Par-delà les clés de lecture précieuses procurées pour appréhender l’affaire Sasha Johnson, ma conversation avec Ngozi Fulani s’est laissée bercer au fil de digressions passionnées, sur l’action menée par Sistah Space, qu’elle préside, sur fond de lutte anti-raciste.
En premier lieu, pouvez-vous nous rappeler le rôle de Sistah Space au Royaume-Uni ?
Nous sommes une œuvre de charité qui accueille les victimes de violences domestiques, sous contrat avec le département du maintien de l’ordre et du crime à la mairie de Londres. L’équipe se compose de spécialistes dans les besoins spécifiques des femmes africaines et caribéennes.
Nous avons fondé ce projet vers la fin 2014, après le meurtre vicieux de Valerie Forde et de son nourrisson tout juste âgé de 22 mois. L’auteur des faits est son ex-conjoint, or il faut savoir qu’elle s’était rendue plusieurs fois au commissariat en leur expliquant les menaces qu’elle recevait. Les forces de l’ordre ont uniquement pris note de menaces à la propriété. Une représentation très claire de ce qui se produit aujourd’hui : les femmes noires ne reçoivent pas l’aide dont elles ont besoin, ou bien un soutien très limité, et de ce fait, des blessures graves ou des décès surviennent, avec l’omerta qui les accompagne.
Nous avons donc proposé une loi, par le biais d’une pétition. Elle s’intitule « Valerie’s Law » : elle permettrait de rendre obligatoire pour les autorités compétentes le suivi d’une formation spécifique quant aux besoins culturels de femmes victimes de violences domestiques et issues de minorités, principalement d’origine africaine ou caribéenne. N’importe qui avec un passé comportant des violences domestiques, ou inquiet quant à un nouveau partenaire, pourrait dès lors avoir accès à ces informations, cette vraie logique pédagogique est plus que nécessaire pour que l’histoire ne se répète plus ! Nous avons pour le moment plus de 15 000 signatures, il en fallait 10 000 pour solliciter une réponse du Parlement, mais pour que la proposition puisse être concrètement débattue en assemblée, il nous faudrait en réunir 100 000.

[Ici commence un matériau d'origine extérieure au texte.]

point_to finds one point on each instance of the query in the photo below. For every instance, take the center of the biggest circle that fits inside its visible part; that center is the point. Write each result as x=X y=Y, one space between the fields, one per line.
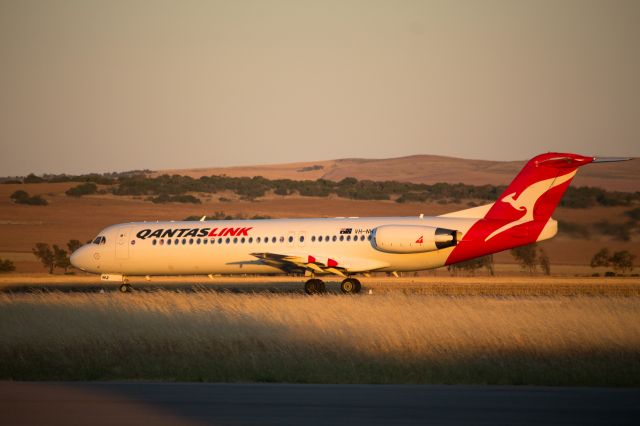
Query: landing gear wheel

[ Petite précision : ces propos ont été récoltés il y a une semaine, or le gouvernement vient de répondre ce 15 juin à la pétition. Cette réponse a consisté en un descriptif des actions déjà menées par l’exécutif, et en un rappel qu’il est bien écrit dans certaines lois que « les besoins spécifiques des victimes d’abus devraient être pris en compte par les autorités ». Aucune formation obligatoire ne semble figurer dans cet agenda politique néanmoins. ]
Et quand aviez-vous lancé le projet ?
Fin octobre.
Rencontrez-vous des obstacles quotidiens spécifiques à la nature de votre charité ?

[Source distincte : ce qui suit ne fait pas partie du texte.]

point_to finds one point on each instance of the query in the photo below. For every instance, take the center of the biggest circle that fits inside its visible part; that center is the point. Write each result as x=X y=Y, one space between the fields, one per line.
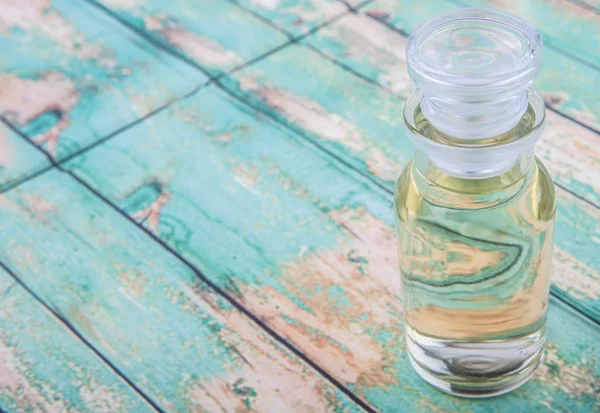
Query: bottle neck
x=474 y=116
x=441 y=188
x=474 y=159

Oui, surtout en termes de légitimité accordée. Nous sommes une association entièrement créée et dirigée par des femmes noires. Nous devrions donc être reconnues pour notre compétence, car nous sommes la seule œuvre de la sorte implantée à Londres. Or nous sommes en conflit constant avec le council de Hackney qui ne souhaite pas nous plébisciter !
Selon vous, comment faire pour faire réagir le public sur ces problématiques ? Même sans les moyens financiers adéquats, ou sans une large communauté à disposition, il doit bien exister des moyens de créer une prise de conscience… lesquels préconiseriez-vous?
L’essentiel avant de vouloir partager ses savoirs est que chacun soit introspectif, en réflexion constante et effectue la démarche de s’informer par soi-même. Je pourrais vous communiquer des statistiques, par exemple, mais je trouve ça très européen de tout baser sur des chiffres. Car la réalité est sous nos yeux, ces problèmes sont omniprésents : les minorités sont plus enclines à souffrir de violences, que ça soit au Royaume-Uni, en Chine, en France…
Mon message à tous, ainsi, est tout simplement le suivant : faites vos propres recherches, interrogez-vous, posez-vous les bonnes questions.
Ensuite, chacun peut s’exprimer haut et fort et changer la face du monde.